The pace at which globalisation is taking place is one such, said Caldwell.

Consider the threats recently made by the UK to pull out of the European Union; the challenges presented by the Snowden revelations; and the economic problems that Greece is facing. However, our companies still want to do business with global companies.

Faced with the globalisation challenge, Caldwell noted, companies now have to understand the risks involved in all the countries they deal with.

He noted the unpredictability of the global economy also makes business operations uncertain for businesses.

"GRC enables organisations to understand beyond the four walls of their business in the global economy."

Another uncertainty is cyber threats, Caldwell revealed. "Cyber threats present the biggest risk most organisations face today. Ten years ago, such threats did not even make it into the top 10 risks companies faced."

He cited the recent hacking of Sony as an example of how cyber risks have escalated over the years. Furthermore, the rise of the Internet of things will also exacerbate cyber threats, he added.

According to Caldwell, social media is also posing the most critical business uncertainties. As an example, he pointed to Sarah Kavanaugh, a 15-year old Mississippi resident, got over 200 000 signatures of support for an online petition complaining about Pepsi's use of brominated vegetable oil in its Gatorade product line.
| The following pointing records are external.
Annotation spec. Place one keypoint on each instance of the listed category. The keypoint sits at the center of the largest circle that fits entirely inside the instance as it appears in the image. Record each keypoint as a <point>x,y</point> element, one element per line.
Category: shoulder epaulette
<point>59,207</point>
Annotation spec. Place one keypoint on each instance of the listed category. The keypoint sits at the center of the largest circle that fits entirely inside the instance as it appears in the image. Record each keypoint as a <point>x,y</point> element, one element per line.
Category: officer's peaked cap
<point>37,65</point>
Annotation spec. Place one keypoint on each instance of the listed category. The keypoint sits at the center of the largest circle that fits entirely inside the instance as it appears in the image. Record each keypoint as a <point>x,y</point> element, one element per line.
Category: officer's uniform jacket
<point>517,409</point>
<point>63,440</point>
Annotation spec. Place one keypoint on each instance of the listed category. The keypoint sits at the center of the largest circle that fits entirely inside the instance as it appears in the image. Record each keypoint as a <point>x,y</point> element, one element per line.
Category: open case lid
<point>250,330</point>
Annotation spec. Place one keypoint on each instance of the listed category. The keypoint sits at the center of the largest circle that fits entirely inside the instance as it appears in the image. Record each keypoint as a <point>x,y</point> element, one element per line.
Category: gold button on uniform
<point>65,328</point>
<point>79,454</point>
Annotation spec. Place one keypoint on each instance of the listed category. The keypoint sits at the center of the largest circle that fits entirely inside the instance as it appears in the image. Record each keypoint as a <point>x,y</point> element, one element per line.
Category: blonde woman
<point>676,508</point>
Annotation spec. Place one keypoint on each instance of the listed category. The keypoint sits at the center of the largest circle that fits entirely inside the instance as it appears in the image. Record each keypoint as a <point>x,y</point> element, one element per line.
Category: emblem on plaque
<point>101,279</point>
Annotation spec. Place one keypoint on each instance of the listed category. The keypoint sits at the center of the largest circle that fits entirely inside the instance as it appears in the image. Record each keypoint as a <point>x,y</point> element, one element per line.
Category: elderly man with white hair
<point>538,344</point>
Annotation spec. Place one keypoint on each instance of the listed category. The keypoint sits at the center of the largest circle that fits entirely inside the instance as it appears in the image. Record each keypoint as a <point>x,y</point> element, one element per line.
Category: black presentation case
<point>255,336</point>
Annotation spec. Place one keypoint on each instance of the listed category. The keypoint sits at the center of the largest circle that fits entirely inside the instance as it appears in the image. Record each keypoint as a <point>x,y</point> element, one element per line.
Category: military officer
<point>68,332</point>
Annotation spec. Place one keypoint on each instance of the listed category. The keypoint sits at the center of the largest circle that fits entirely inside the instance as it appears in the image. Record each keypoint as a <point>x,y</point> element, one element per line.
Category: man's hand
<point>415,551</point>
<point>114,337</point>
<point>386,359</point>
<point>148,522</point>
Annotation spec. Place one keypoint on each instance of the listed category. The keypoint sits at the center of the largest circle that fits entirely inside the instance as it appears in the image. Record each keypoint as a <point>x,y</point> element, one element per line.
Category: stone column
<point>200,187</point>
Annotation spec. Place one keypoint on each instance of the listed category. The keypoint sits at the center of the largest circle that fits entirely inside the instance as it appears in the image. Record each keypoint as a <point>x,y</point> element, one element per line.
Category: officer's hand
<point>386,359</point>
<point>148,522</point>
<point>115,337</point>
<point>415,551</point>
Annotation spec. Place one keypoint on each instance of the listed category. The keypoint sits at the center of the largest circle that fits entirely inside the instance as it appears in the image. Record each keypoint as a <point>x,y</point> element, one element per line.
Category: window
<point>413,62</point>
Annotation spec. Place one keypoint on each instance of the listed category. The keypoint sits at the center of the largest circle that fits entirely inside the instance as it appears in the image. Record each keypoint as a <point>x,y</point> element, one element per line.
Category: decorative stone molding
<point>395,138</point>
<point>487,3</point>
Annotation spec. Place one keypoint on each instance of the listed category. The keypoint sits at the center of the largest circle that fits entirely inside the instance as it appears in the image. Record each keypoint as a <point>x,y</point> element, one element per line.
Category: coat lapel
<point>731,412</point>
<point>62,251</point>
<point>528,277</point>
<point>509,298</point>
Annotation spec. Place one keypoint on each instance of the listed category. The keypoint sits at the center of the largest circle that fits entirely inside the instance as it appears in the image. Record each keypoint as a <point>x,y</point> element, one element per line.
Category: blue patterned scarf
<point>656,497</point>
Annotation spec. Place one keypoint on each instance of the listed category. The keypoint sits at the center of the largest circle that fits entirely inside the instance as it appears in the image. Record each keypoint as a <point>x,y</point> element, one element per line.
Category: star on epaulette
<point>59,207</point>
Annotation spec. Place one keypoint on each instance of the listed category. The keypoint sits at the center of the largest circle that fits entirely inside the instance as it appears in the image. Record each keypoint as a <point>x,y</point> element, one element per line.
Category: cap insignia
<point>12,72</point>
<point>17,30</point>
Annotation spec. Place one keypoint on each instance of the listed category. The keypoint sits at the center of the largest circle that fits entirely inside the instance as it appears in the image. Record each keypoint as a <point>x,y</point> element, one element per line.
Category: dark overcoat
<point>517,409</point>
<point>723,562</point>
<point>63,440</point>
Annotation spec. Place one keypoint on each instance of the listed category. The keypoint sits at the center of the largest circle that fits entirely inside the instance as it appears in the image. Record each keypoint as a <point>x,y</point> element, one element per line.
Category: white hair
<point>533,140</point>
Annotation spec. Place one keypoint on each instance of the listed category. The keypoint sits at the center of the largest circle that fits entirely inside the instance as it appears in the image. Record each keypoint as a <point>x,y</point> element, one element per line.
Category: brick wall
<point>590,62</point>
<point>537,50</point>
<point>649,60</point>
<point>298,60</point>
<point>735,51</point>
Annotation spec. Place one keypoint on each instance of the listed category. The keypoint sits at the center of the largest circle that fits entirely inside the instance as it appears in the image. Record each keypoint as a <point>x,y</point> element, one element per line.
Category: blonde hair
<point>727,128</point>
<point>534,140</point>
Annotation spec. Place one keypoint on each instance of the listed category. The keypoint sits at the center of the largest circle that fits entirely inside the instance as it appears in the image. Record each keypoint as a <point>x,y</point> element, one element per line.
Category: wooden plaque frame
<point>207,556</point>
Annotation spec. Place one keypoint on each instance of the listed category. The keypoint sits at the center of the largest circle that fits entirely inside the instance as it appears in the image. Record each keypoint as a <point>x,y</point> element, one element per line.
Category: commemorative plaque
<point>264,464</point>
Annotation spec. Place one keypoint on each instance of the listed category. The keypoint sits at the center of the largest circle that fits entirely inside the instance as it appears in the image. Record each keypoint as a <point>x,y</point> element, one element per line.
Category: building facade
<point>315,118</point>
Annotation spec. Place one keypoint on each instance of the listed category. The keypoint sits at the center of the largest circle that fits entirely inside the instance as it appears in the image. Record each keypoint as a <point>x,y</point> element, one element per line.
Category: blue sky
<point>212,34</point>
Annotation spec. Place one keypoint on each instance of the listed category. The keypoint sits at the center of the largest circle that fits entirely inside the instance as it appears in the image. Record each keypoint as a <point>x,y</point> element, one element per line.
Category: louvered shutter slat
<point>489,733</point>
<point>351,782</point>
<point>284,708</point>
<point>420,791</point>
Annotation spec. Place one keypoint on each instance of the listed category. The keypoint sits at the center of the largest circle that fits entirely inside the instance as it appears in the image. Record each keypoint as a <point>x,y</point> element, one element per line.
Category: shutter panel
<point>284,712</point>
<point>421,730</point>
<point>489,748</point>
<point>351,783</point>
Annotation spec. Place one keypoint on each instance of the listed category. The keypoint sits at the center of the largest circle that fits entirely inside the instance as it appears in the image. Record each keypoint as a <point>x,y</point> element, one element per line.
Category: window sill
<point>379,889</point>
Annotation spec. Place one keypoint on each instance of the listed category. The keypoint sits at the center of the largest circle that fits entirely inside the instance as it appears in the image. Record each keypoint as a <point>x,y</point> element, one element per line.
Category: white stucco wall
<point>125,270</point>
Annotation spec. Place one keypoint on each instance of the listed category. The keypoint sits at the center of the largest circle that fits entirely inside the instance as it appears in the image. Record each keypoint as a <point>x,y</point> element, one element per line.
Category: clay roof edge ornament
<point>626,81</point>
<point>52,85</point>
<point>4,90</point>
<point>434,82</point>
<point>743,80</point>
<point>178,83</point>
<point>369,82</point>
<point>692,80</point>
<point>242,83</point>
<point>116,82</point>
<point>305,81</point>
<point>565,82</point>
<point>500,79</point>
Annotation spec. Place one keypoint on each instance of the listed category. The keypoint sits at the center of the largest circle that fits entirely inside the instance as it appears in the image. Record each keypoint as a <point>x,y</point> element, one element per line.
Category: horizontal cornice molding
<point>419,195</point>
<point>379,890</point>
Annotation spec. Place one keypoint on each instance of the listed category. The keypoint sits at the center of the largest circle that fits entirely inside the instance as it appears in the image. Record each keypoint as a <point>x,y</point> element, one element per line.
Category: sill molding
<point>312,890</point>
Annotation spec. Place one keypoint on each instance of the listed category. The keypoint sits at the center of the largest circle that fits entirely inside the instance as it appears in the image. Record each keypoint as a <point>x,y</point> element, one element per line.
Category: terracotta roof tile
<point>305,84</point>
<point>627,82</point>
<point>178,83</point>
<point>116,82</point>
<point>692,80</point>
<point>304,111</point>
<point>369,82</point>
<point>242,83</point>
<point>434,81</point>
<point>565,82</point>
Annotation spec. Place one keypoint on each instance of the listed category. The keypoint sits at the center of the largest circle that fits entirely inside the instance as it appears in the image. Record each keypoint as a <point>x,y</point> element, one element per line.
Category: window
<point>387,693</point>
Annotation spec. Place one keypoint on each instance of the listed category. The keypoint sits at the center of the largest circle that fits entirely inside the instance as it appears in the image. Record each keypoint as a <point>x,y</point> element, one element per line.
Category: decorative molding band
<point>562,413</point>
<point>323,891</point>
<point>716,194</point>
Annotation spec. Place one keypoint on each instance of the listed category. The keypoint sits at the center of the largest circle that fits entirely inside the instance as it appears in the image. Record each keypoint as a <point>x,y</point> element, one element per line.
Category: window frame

The company later removed the controversial ingredient from the sports drink products, thereby demonstrating the power social media now has on business, Caldwell said. "If we are not paying attention to our reputation on social media, we will fail."

Resources are also causing other business uncertainties, Caldwell said, giving the example of the unpredictability the oil industry is facing at the moment.

"No one ever imagined oil prices would ever drop to the current levels, and this has created a lot of challenges for the market. We have to make sure we put in place the right GRC models in order to make key business decisions."

Giving recommendations for a successful GRC programme, Caldwell urged organisations to build their own GRC use cases, and these should not exceed 10.

"Organisations must then prioritise the use case list to align to the phase of the GRC journey that they are in. On the list, they should just focus on the first two to three cases, then match use cases to GRC apps and establish a GRC team with solid project management expertise."

For GRC to be successful, companies must make change management an important part of the project, he concluded.